EMAIL THIS PAGE TO A FRIEND

International journal of molecular medicine

Molecular cloning and characterization of OSR1 on human chromosome 2p24.


PMID 12119563

Abstract

During Drosophila hindgut development, bowl, caudal/CDX, brachyenteron/Brachyury/TBX, fork head/FOX, drumstick, lines, and wingless/WNT play important roles. Drosophila bowl gene is homologous to Drosophila odd-skipped (odd) gene and odd-skipped related gene (sob). Here, human OSR1, related to Drosophila odd, was isolated using bioinformatics and cDNA-PCR. OSR1 was found to encode 266 amino-acid protein with three C2H2-type zinc fingers, a tyrosine phosphorylation site (Tyr 203), and several putative PXXP SH3 binding motifs. Three zinc fingers and a tyrosine phosphorylation site were conserved among human OSR1, OSR2, Drosophila odd, sob, and bowl.

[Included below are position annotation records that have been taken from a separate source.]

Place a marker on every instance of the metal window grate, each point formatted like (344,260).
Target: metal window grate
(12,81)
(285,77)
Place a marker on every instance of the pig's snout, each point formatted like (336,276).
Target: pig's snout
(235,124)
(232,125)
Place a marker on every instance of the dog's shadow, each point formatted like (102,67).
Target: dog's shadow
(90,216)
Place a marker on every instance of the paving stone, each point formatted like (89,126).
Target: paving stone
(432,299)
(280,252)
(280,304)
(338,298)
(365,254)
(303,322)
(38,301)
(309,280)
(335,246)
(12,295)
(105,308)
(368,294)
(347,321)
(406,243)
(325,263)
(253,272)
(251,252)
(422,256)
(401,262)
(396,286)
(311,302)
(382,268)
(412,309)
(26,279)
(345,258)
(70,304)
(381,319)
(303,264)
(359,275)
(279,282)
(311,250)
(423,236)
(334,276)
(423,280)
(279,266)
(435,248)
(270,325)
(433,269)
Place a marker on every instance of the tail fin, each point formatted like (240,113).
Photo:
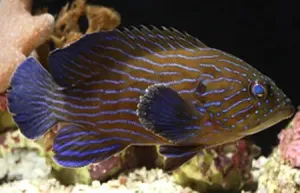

OSR1 showed 63.6% total amino-acid identity with OSR2. OSR1 gene consisting of three exons was located on human chromosome 2p24. OSR1 mRNA of 2.3-kb in size was detected in adult colon, small intestine, prostate, testis, and fetal lung. OSR1 mRNA was significantly up-regulated in a pancreatic cancer cell line MIA PaCa-2, and was weakly expressed in gastric cancer cell lines OKAJIMA, MKN45, pancreatic cancer cell lines PANC-1, BxPC-3, AsPC-1, PSN-1, Hs766T, and esophageal cancer cell line TE10. Among 10 cases of primary gastric cancer, OSR1 mRNA was up-regulated in 5 cases, and was down-regulated in 2 cases. This is the first report on molecular cloning and characterization of human OSR1.